4.1. Dataset Preprocessing
The dataset was constructed using spoken utterance data in five languages: Korean, Japanese, Chinese, Spanish, and French. The number of samples per language varies significantly, with 12,854 samples for Korean [
25], 9013 for Japanese [
26], 3914 for Chinese [
27], 14,713 for Spanish [
28], and 12,061 for French [
29]. All datasets were sourced from publicly available speech corpora on Kaggle, consisting of speaker utterances in response to specific prompts, provided in WAV format.
Notably, the Chinese subset is considerably smaller than the others, raising concerns about data imbalance. To address this issue and improve model generalization, we applied several data augmentation techniques. Specifically, speed perturbation (varying playback speed), volume perturbation (modifying amplitude), and reverberation (simulating real-world acoustic environments) [
30] were employed to further diversify the acoustic characteristics of the training data. As a result, an additional 7000 augmented training samples were generated, increasing the total number of Chinese speech samples to 10,914 in the final dataset.

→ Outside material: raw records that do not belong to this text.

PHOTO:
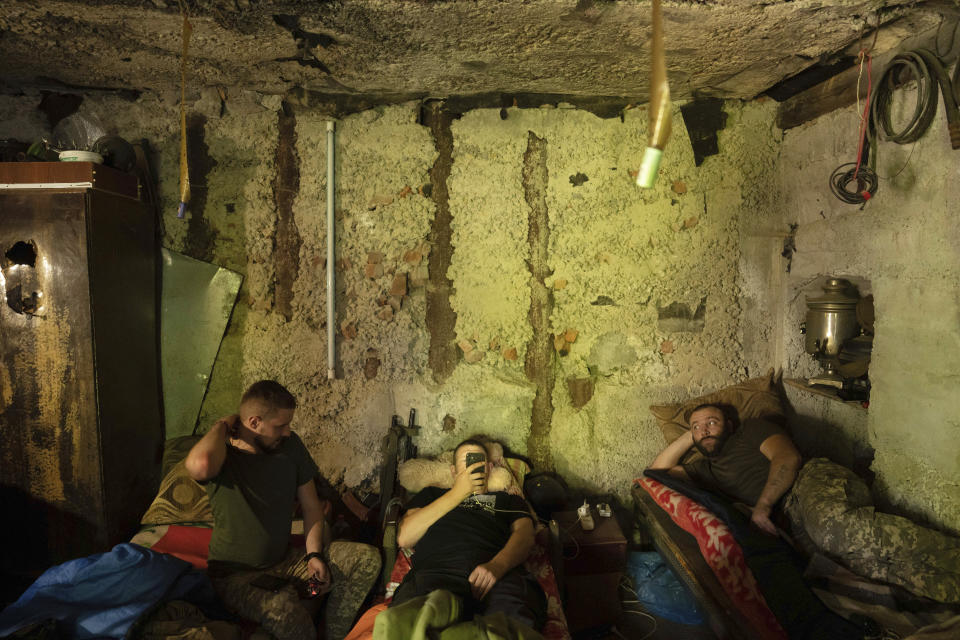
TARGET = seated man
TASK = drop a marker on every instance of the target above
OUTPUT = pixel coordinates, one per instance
(472, 543)
(755, 463)
(254, 468)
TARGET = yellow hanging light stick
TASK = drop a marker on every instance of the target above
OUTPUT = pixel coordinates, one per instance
(660, 108)
(184, 169)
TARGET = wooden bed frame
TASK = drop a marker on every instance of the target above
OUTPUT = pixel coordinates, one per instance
(681, 552)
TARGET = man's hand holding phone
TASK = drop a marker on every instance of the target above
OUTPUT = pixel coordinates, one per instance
(470, 481)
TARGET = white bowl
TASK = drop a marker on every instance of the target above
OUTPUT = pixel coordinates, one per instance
(74, 155)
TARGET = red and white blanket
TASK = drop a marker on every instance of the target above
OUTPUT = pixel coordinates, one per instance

In order to extract meaningful acoustic features for model training, all audio samples were preprocessed using the MFCC technique. MFCCs effectively capture the spectral characteristics of speech signals in a manner that aligns with human auditory perception. Each waveform was transformed into a sequence of MFCC feature vectors through standard signal processing steps including framing, windowing, short-time Fourier transform, and Mel-scale filtering. These MFCC features served as the input representations for the VAE model.
The language-specific speech dataset consisted of a total of 52,555 utterances, which were divided into training, validation, and test sets using an 80:20 split for training and testing, with 20% of the training set further allocated for validation. Additionally, 100 noise samples were incorporated into each language set to enhance the model’s robustness against background noise. The final distribution is shown in
Table 2.
The noise dataset was sourced from AI Hub [
31] Living Environment Noise AI Learning Data [
32], which includes 38 types of noise categorized into four groups: interfloor noise, construction noise, business noise, and traffic noise. From this dataset, 100 samples were selected, specifically consisting of traffic and engine noise. These noise samples were then randomly mixed into the speech datasets.
4.3. Performance Evaluation
Figure 8 presents the t-SNE projection results for VAE and Wav2Vec embeddings, each reduced from their original 128-dimensional space to two dimensions for visualization. The projection was computed with a mean σ of 0.033, yielding a KL divergence of 84.64 after 250 iterations with early exaggeration and converging to 1.93 after 1000 iterations. As shown, the two embedding types form distinct, well-separated clusters, with minimal overlap between VAE and Wav2Vec representations. This separation suggests that each embedding space captures unique feature distributions, indicating complementary representational properties.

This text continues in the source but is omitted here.